Histopathological staining

Hematoxylin-eosin (HE), and Alcian blue histological staining of tumour sections were performed routinely in the pathology laboratory. Peripheral blood was collected from the patient with written consent. Previously recut unstained biopsy slides and portions of surgically removed tumor tissue were used for sequencing analysis.

Immunohistochemistry (IHC)

Surgically removed specimen was formalin fixed paraffin embedded and sectioned into 2 um unstained slides. Standard Polymeric Methods are utilized including antigen retrieval for following antibodies against vimentin (Dako), neuron specific enolase, Bcl2, AE1/3, MNF116 (Dako), SMA( IHC World), GFAP, S100, desmin, melanin A, CD34, ALK1 and CD117. OptiView DAB IHC detection kit was used for target detection with all slides stained on the VENTANA automated slide strainers and visualized by light microscopy with appropriate controls.
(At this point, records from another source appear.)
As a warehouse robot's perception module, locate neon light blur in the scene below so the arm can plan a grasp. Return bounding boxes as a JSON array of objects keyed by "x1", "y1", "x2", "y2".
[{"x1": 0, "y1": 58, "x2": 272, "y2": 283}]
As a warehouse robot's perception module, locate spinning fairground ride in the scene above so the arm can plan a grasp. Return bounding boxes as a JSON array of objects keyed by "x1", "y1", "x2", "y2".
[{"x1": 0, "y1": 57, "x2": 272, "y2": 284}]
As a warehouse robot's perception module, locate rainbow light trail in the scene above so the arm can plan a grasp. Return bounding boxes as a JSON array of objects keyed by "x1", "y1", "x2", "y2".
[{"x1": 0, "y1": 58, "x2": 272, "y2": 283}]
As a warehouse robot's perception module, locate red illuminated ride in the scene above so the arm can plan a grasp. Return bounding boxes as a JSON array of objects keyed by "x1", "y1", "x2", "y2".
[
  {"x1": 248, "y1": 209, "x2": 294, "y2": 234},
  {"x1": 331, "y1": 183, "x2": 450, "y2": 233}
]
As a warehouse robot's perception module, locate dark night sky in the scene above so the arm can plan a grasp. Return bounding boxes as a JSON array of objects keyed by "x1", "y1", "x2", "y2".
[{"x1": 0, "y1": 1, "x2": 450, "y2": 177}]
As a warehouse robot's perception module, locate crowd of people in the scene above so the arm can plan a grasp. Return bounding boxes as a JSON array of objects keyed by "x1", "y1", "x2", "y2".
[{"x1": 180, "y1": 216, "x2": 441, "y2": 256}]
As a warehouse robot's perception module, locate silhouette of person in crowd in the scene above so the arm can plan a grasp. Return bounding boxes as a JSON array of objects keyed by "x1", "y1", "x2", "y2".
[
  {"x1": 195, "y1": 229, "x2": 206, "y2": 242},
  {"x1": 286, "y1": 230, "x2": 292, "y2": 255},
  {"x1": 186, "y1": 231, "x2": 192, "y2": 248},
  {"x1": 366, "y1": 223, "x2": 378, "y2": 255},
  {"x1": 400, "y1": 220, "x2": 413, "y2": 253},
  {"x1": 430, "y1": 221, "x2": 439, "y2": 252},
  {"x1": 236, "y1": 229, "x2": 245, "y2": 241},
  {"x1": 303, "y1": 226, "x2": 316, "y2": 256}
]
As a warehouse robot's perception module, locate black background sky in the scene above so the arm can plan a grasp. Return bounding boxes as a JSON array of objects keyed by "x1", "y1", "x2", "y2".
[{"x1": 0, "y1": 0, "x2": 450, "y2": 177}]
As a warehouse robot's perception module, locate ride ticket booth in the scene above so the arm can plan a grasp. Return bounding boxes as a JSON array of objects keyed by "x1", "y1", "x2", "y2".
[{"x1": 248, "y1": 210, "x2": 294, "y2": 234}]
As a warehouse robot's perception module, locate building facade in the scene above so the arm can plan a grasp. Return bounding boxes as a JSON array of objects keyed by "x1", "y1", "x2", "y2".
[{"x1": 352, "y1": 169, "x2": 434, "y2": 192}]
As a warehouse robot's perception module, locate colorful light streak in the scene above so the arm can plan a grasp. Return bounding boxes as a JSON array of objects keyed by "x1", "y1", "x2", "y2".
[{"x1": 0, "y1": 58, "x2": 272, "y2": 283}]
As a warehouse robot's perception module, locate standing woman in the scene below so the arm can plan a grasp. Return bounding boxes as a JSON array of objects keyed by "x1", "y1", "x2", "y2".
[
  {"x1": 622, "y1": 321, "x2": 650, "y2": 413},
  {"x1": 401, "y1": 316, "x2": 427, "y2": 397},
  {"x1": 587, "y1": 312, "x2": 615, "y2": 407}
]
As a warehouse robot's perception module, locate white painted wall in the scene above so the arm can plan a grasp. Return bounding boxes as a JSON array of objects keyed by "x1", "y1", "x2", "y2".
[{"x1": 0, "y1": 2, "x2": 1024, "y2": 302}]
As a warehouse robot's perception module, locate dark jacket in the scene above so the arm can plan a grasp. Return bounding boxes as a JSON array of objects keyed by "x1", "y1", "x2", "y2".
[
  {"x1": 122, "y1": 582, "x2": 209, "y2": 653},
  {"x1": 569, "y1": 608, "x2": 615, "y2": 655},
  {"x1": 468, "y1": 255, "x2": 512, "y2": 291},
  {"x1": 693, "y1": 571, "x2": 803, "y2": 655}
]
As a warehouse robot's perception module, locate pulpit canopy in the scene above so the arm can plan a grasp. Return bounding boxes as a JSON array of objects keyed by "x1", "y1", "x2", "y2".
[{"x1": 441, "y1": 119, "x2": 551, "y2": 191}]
All antibodies were products of Roche Tissue Diagnostics except a few listed above in parenthesis.

AluScan sequencing

An Alu element is about 300 base pairs, short interspersed nuclear elements (SINEs), characterized by the action of the Arthrobacter luteus (Alu) restriction endonuclease. There are over one million copies dispersed throughout the human genome. This abundance well positioned them to facilitate genome-wide sequence amplification. We used inter-Alu PCR with an enhanced range of amplicons in conjunction with next-generation sequencing to generate an Alu-anchored scan, or 'AluScan', of DNA sequences between Alu transposons, where Alu consensus sequence-based 'H-type' PCR primers that elongate outward from the head of an Alu element are combined with 'T-type' primers that elongate from the poly-A containing tail to achieve huge amplicon range. AluScan sequencing platform was used to detect genetic alterations in the patient's tumor tissue and peripheral blood. DNA extraction and AluScan sequencing library preparation were performed as described previously [10]. Genomic regions flanked by Alu repetitive sequences were obtained by means of inter-Alu PCR as described [10]. Both Head-type and Tail-type Alu consensus-based primers were used to ensure capture of a vast number of inter-Alu amplicons. In brief, a 25-μl PCR reaction mix containing 2 μl Bioline 10x NH4 buffer (160 mM ammonium sulfate, 670 mM Tris-HCl, pH 8.8, 0.1% stabilizer; www.bioline.com), 3 mM MgCl2, 0.15 mM dNTP mix, 1 unit Taq polymerase, and 0.1 μg DNA sample were prepared, and 0.075 μM each of the these were pipetted for PCR amplification. Alu consensus sequence-based PCR primers are listed as below: AluY278T18 (5'-GAGCGAGACTCCGTCTCA-3'); AluY66H21 (5'-GTCTCGATCTCCTGACCTC-3'); R12A/267 (5'-AGCGAGACTCCG-3'); L12A/8 (5'-TGAGCCACCGCG-3'). PCR was started at 95 ℃ 5 min for DNA denaturation, followed by 30 cycles, each of 30 s at 95 ℃, 30 s at 50 ℃, and 5 min at 72 ℃, plus another final 7 min at 72 ℃. Amplicons were purified with ethanol precipitation, sequenced on the Illumina HiSeq 2000 platform (San Diego, California, US) at Beijing Genomics Institute (Shenzhen, China) and mapped to the hg19 reference human genome for downstream bioinformatic analysis.

Gene network analysis

Network analysis was performed using the GeneMANIA Cytoscape plugin [11] software. A set of genes harboring non-synonymous mutations in the patient's germline genome were used as a query, and the gene functional association network was predicted accordingly. These functionally associated genes were further analyzed by the Reactome pathway database [12] software to identify the significantly enriched pathways.

Results


Description of radiology imaging findings

CT scan (Figure 1) demonstrated 5.3 × 5.3 cm mass in the left maxillary sinus with associated bony destruction, including inferior left orbital wall erosion, partially destruction of anterior maxillary wall, involvement of nasion, nasolacrimal duct, nasal cavity, choana, and ethmoidal sinus, pterygopalatine fossae, sphenopalatine foramen, alveolar process of maxilla, left side hard palate and the caudal part of the left inferior orbital fissure. The posterior wall of left maxilla appears intact. The pterygomaxillary fissure, rotundum, parapharyngeal fat spaces, and pterygoid muscles were spared.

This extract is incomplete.